見通しを持つ習慣を   「相手に伝える意識」を持って

法学部 長谷川 乃理 助教(企業法)

 法学部の長谷川乃理助教は本学の教員としては1年生。名城ホール(600席)での大人数講義からゼミ指導までの授業をこなす一方で、様々な学内行事にも参加、発言しています。エネルギッシュに飛び回る長谷川先生に教員生活8か月を振り返ってもらいました。

――3年生たちの就職活動がスタートしました。11月5日にキャリアセンターが開いた、内定・採用実績のある270社を招いての情報交換会の法学部ブースでは、順番を待って次々に席に着く採用担当者たちと延べ3時間も話し込んでいました。どんな話をされたのですか。

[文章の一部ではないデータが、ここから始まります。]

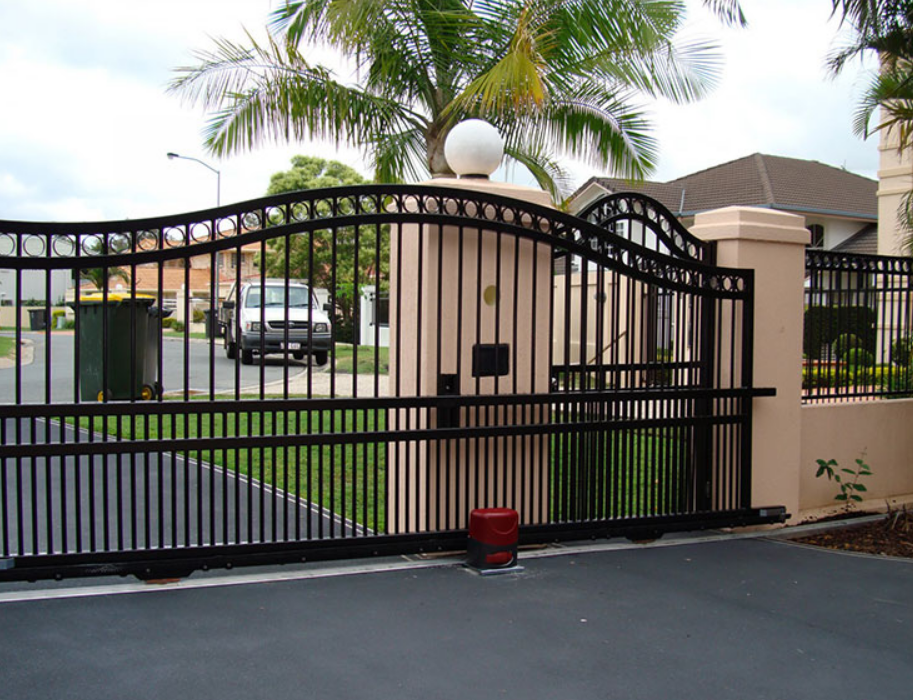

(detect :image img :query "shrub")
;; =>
[834,333,864,361]
[891,335,913,367]
[843,348,875,367]
[802,306,877,360]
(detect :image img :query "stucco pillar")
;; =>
[878,123,913,255]
[691,207,809,519]
[388,178,552,532]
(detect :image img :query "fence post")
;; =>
[691,207,809,517]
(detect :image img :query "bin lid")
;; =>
[72,292,156,304]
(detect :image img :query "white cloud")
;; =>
[0,0,877,220]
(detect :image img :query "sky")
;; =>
[0,0,878,221]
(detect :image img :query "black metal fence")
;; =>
[802,250,913,402]
[0,186,782,578]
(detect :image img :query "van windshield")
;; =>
[244,287,310,309]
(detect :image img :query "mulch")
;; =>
[795,509,913,559]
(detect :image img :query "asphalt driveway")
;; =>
[0,540,913,700]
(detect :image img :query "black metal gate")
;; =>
[0,186,783,579]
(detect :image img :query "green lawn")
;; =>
[336,343,390,375]
[82,396,689,532]
[82,404,386,532]
[0,335,16,357]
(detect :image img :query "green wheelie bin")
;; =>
[71,292,162,401]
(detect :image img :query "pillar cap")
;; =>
[690,207,811,246]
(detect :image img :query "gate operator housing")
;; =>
[472,343,510,377]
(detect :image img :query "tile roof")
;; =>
[834,224,878,255]
[575,153,878,221]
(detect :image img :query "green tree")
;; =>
[829,0,913,242]
[79,235,130,292]
[265,156,382,342]
[172,0,744,200]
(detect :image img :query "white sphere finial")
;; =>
[444,119,504,177]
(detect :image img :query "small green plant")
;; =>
[834,333,865,360]
[843,348,875,367]
[815,453,872,512]
[891,335,913,367]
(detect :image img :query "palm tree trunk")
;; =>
[425,124,454,177]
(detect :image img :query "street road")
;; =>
[0,332,308,403]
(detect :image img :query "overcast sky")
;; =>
[0,0,877,221]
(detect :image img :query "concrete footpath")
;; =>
[0,539,913,700]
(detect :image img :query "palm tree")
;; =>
[828,0,913,241]
[171,0,744,198]
[79,267,130,292]
[828,0,913,144]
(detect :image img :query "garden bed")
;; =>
[794,509,913,559]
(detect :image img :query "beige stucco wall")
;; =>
[388,178,552,532]
[691,207,809,519]
[878,123,913,255]
[800,399,913,517]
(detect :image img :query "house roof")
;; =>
[572,153,878,221]
[834,224,878,255]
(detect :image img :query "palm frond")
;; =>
[704,0,748,27]
[365,129,429,183]
[171,31,422,156]
[504,142,571,204]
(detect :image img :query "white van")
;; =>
[219,279,333,365]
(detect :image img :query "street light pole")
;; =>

「見通しを持つ習慣を身につけることが大切」と語る長谷川助教

「見通しを持つ習慣を身につけることが大切」と語る長谷川助教

 ブースでは13社、懇親会も含めると20社以上の方とお話をしました。こちらからは就職動向のほかに、学生たちが在学中にやっておいたら良いことはどのようなことかという質問をしました。返ってきた答えの多くが「コミュニケーション力をつけてほしい」という要望でした。そのためには、例えば「同世代の人以外と接する機会を設けると良い」とも伺いました。聞く人のことを念頭において話す習慣をつけてほしいということなのだろうと思います。

――就職をする心構えについてはどうでしょう。

 「今、なぜ自分は就職しなければならないのか」という、根本的な疑問に対して、自分なりに答えを出してから就職して欲しいということを複数の方から指摘されました。内定が出てから、または就職してから迷い始めるのは、本来自分がやりたいことと内定(または就職)先がずれているように思われます。自分がやりたいことが明確でなければ、暗闇に対して怯えているようなもので、ついふらふらと辞めてしまうことにつながってしまいます。実は私自身、学部4年のときに就職か進学かで迷いながら就職活動を始めました。結局、内定をいただいたにもかかわらず、最終的には留学・大学院進学を選択しました。その選択には後悔はしていませんが、伺うことができたお話や自分の経験は、できるだけ学生に話していけたらと思っています。

――学生たちのコミュニケーション力で気になる点はありますか。

 コミュニケーション力は、本来、日常生活の中で培うことができる能力だと思います。例えば、講義で私が質問したことを理解し、自分の知識の範囲内で的確に回答することもコミュニケーションです。レポートにしても同じです。レポートには教員という読み手がいます。読み手に伝わる書き方を意識するだけで文章は変わってきます。最近気になっているのは、私の講義の受講生たちの姿勢の中にも、どのような過程を通じてその答えに至ったのかを軽視して、「答え」ばかりを知りたがる傾向があるように思えることです。同じ山でも登山口や登り方が違えば、まったく違う登山になります。同じように、たとえ結論は同じでも、どのような理論付けをするのかでまったく異なる学説を採ることもありえます。本来、このような問題は講義を通じて、学生のみなさんにできるだけ細やかにお話しすべきことだと思うのですが、私が今期担当している講義は受講生が700人を超えています。授業途中で理解度をはかろうにも、理由を含めて論述するレポートなどを採点することがなかなかできません。○×式で答えだけを問う小テストであれば、実施もかろうじて可能なのですが、コミュニケーションという点ではとても十分とは言えず悩んでいます。

――情報交換会に参加した採用担当者には名城大学のOBも多かったのでは。

 名城大学主催の企画にあれだけたくさんの採用担当者の方々が来てくださったわけで、ありがたいと思います。名城大学OBも結構お見えで、「採用した後輩たちが頑張っている様子を知らせにきた」という方もいらっしゃり、「名城大学の学生さんは素直で感じがいい」というお褒めの言葉をいただきました。一方で「OBだからこそ言うが、内定辞退の連絡をしてこない学生が昨年に続いて今年もいた。これではいかん」とあえて苦言を呈して下さる会社幹部もお見えでした。こうした辛口のご指摘は授業で学生たちに伝えています。

――学生たちへのアドバイスはありませんか。

 おおまかでもいいので見通しを持つ習慣を身につけることが大切だと思います。大学の4年間は、ある程度自由に時間の使い方を決められますが、気がつくとあっという間に過ぎてしまう時間で、意外と暇はありません。自分にとって必要なものはどれなのか、見通しを持つことで取捨選択して生かすことができます。大まかな見通しさえ立てておけば、そこに何かをプラスしていくのは可能です。見通しを持って行動することでさらに可能性は広がっていくと思います。

長谷川 乃理(はせがわ・のり)

岐阜県瑞浪市出身。名古屋大学法学部卒、同大大学院法学研究科博士課程満期退学。2009年4月から現職。専門は企業法。アジア(特に韓国)との比較研究も行っている。31歳。